On August 11 and 12, 2017, Charlottesville, Virginia—the home of the University of Virginia and this journal—played unwitting host to two days of white nationalist and neo-Nazi rallies and violence. For those of us in Charlottesville, those events were intensely personal and local. The white nationalists and neo-Nazis violated our physical space. They maimed and killed members of our community. They threatened the security and sense of belonging of our neighbors, colleagues, students, and friends. And they challenged the values of equality and tolerance we hold dear.

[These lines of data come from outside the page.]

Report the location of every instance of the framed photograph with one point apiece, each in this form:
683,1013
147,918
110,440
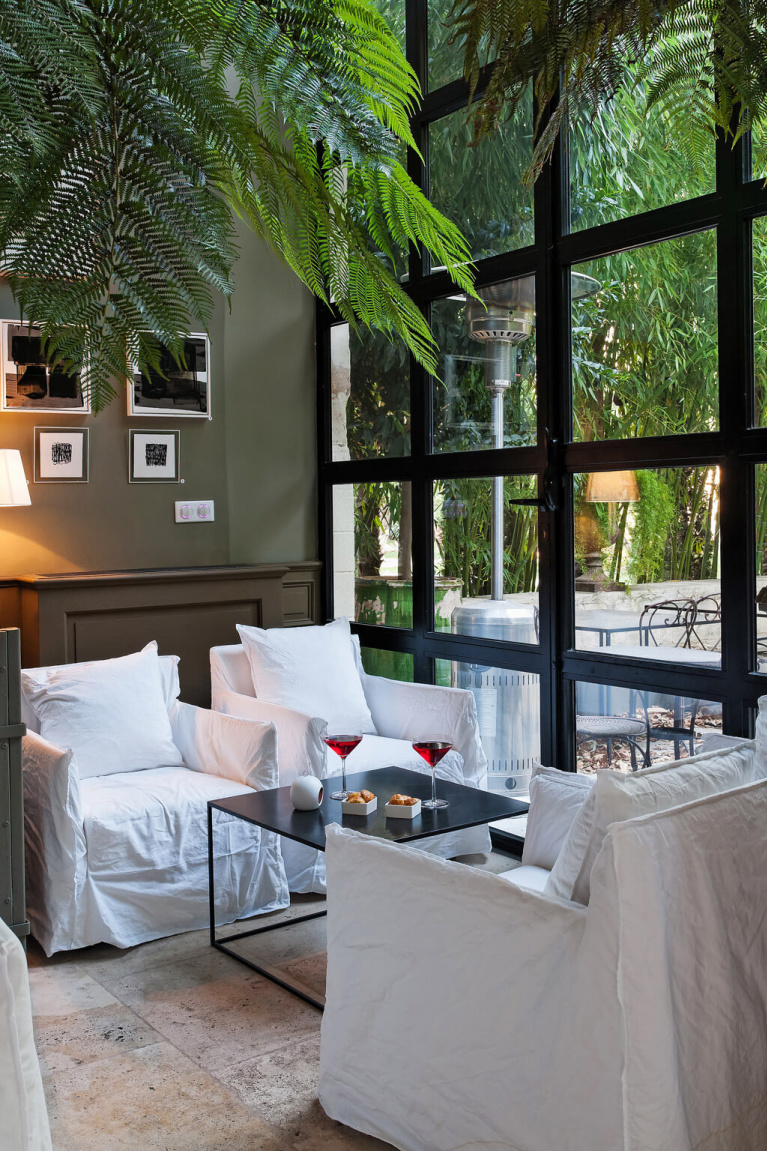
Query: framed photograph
154,457
177,389
61,455
33,382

From the moment the events unfolded, it was clear that they resonated beyond Charlottesville itself. Such blatant forms of white supremacy came as a surprise to many. They preoccupied observers far flung from Charlottesville both for the violence and loss of life on display and for the stark evidence they provided of deep and enduring fault lines within our nation and our society. The intolerance and hate the white nationalists and neo-Nazis exhibited most directly and explicitly targeted Jews and African Americans, but their reach was far broader. Their intent to make vulnerable all those who do not conform to their image was potent and palpable. Moreover, the incident implicated numerous questions for the law, for politics, and for society itself. The discussions that followed engaged questions not only of race, religion, ethnicity, and nationality, but also of gender and sexuality, pluralism and tolerance, politics and civic engagement, social justice and economic opportunity, speech and violence, civility and protest and counter-protest, and more.

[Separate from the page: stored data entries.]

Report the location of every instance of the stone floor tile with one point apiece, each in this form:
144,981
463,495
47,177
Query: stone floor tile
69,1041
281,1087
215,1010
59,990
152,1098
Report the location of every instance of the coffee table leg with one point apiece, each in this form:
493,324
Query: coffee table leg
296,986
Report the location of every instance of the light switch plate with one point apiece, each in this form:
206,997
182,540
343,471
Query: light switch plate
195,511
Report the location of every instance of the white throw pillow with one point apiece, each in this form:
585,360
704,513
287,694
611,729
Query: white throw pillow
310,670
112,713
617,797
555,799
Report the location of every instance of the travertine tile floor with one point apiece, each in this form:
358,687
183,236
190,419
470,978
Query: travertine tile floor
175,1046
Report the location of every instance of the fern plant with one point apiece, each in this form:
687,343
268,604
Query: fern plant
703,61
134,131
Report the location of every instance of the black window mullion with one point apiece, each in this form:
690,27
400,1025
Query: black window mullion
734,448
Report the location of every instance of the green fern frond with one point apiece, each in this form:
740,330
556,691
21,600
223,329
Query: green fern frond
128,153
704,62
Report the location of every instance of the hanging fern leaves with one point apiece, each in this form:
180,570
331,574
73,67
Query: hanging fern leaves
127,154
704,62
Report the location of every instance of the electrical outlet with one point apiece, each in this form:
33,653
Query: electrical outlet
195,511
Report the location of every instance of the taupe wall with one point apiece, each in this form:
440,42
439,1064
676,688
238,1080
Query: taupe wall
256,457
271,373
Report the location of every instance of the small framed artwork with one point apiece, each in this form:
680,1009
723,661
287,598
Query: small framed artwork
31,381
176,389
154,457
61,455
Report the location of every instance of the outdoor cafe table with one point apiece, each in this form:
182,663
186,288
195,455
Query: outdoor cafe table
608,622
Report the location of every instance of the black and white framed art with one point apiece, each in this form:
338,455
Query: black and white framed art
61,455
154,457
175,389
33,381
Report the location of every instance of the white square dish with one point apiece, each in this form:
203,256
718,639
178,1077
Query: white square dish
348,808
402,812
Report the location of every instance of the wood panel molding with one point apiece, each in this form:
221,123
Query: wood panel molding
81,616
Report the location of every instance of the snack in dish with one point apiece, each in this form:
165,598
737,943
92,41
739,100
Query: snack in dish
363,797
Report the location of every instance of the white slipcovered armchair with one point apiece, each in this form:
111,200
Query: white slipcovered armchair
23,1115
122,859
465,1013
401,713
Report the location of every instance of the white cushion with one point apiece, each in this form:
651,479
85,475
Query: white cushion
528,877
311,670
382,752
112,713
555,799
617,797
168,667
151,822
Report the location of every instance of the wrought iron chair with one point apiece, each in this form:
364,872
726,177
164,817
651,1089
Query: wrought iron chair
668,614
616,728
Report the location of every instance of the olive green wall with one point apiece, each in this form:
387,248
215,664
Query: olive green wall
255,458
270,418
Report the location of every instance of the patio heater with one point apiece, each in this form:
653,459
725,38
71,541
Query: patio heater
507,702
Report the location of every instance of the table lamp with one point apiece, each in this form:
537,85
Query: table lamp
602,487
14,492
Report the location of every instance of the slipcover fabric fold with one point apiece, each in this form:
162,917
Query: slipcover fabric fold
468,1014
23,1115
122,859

This symposium focuses on the racial implications and reverberations of August 11-12. The conference that produced these articles brought an annual national meeting of empirical critical race theorists to Charlottesville to train their considerable intellectual talents on the first anniversary of August 11-12. The resulting scholarship asks what we can learn from August 11-12 about the legal underpinnings of white supremacy in the United States, from the beginning of its history to the violence in 2017 and beyond. It investigates the surprise with which so many responded to August 11-12 and shows us why we should not be surprised.